フィンランド「オンカロ」訪問のことから書き出されている。

 ことし一月、フィンランドのオンカロ(隠し場所)を取材した。使用済み核燃料を地中深くに埋設する世界初の最終処分場である。

 オンカロを運営するポシバ社の地質学者のトーマス・ペレさんが、その巨大な洞窟の道案内を務めてくれた。

 二〇二〇年ごろから核のごみを搬入し始め、八十年で処分と管理を終えて埋め戻し、入り口はコンクリートで固く閉ざして、元の自然に返すという。

◆ゼロベースで見直すと

 「地上には何の印も残さない。そこに何かがあるとは、誰も気付かないように。ここは忘れるための施設なんだよ」

 ペレさんのこの言葉こそ、忘れられるものではない。

 あれから二年、安倍政権には後戻りの風が吹いている。

 首相は一月の国会答弁で「前政権が掲げた『二〇三〇年代に原発ゼロ』の方針は具体的根拠を伴っていない。ゼロベースで見直す」と、脱原発の方針をあっさり打ち消した。

 先月末の訪米時には、ゼロ戦略の見直しと原発維持を、オバマ大統領に告げている。

 また施政方針演説では「妥協することなく安全性を高める新たな安全文化を創り上げます。その上で、安全が確認された原発は再稼働します」と、早期再稼働に意欲を見せた。

 安倍首相の発言に呼応して、霞が関も回帰を急ぐ。エネルギー基本計画を話し合う有識者会議から、脱原発派を一度に五人も追い出した。

 核のごみでは、前政権が打ち出した直接処分の検討を撤回し、使用済み燃料からプルトニウムなどを取り出して再び使う再処理を維持しようという動きもある。再処理を維持するということは、トラブルだらけの核燃料サイクル計画を続けていくということだ。


 最後は、オンカロの後で訪ねたデンマークの風力発電の取材記事を少しからめて、次のように締めている。

 オンカロを見学したあと、デンマーク南部のロラン島を訪れた。沖縄本島とほぼ同じ広さ、人口六万五千人の風の島では、至る所で個人所有の風車が回り、「エネルギー自給率500%の島」とも呼ばれている。

 デンマークは原発をやめて、自然エネルギーを選んだ国である。ロラン島では、かつて栄えた造船業が衰退したあと、前世紀の末、造船所の跡地に風力発電機のブレード(羽根)を造る工場を誘致したのが転機になった。

◆福島の今を忘れずに

 当時市の職員として新産業の育成に奔走した現市議のレオ・クリステンセンさんは「ひとつの時代が終わり、新しい時代への一歩を踏み出した」と振り返る。

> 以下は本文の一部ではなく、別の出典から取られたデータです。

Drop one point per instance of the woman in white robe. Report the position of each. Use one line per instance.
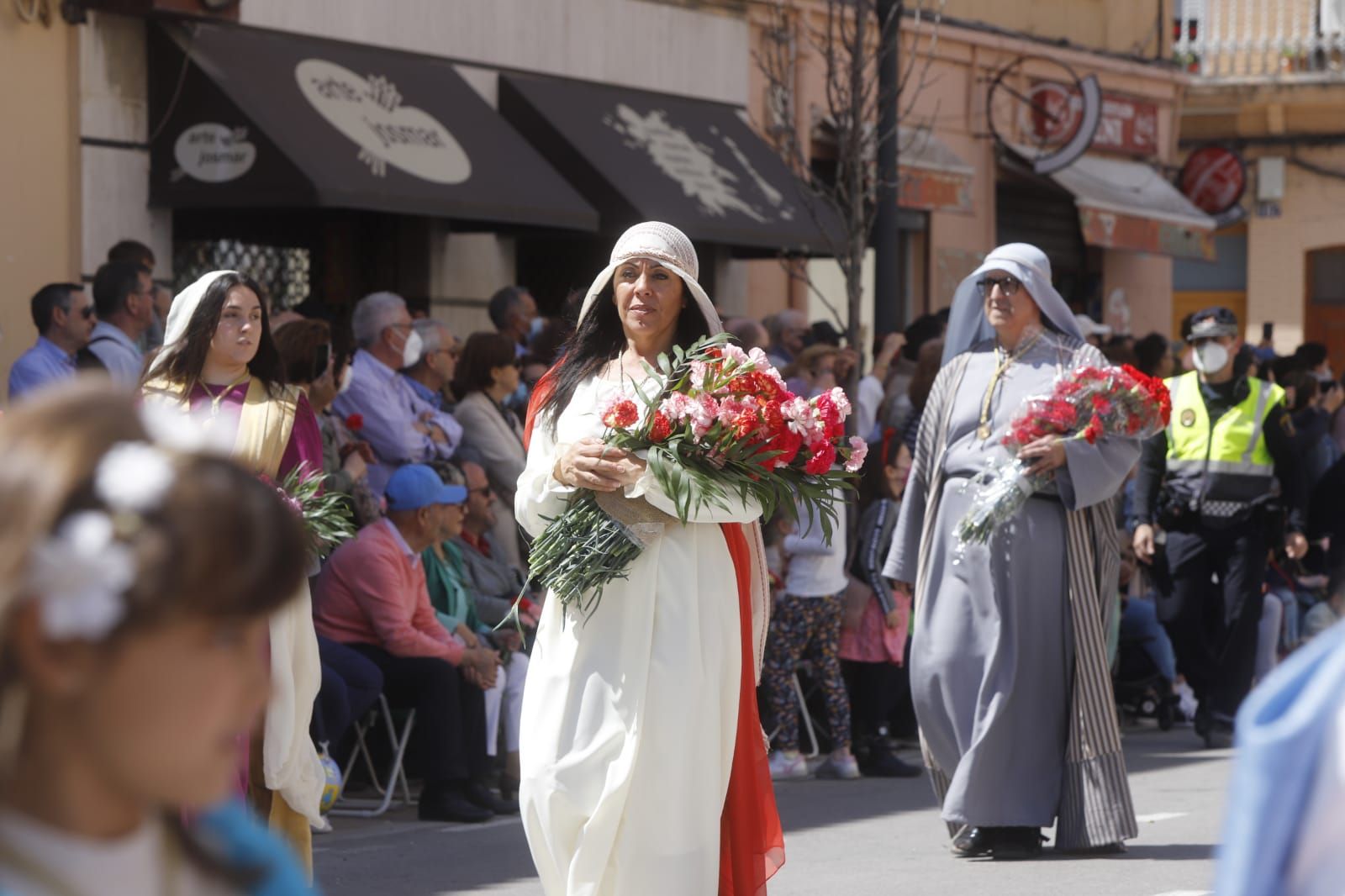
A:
(632, 716)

 二度目の春、福島や東北だけでなく、私たちみんなが持続可能な未来に向けて、もう一歩、踏み出そう。そのためにも福島の今を正視し、決して忘れないでいよう。


 安倍政権による歴史の逆回転を牽制する点で、主張に正当性を感じる。

 さて、お次は「プロメテウスの罠」の朝日。朝日新聞の3月11日の社説
 フクシマの現場取材の件から書き始めている。

 記者を乗せたバスが東京電力福島第一原発の構内へ入る。

 周辺のがれきは片付き、新たな設備や機器が並ぶ。一見、ふつうの工事現場だ。

 ところが、海沿いの原子炉建屋に近づくと状況は一変する。

 水素爆発の衝撃で折れ曲がった巨大な鉄骨、ひっくり返った車——。1~3号機の周辺で測った放射線量は、毎時1ミリシーベルトを超えた。まだ人が入っての作業はできない。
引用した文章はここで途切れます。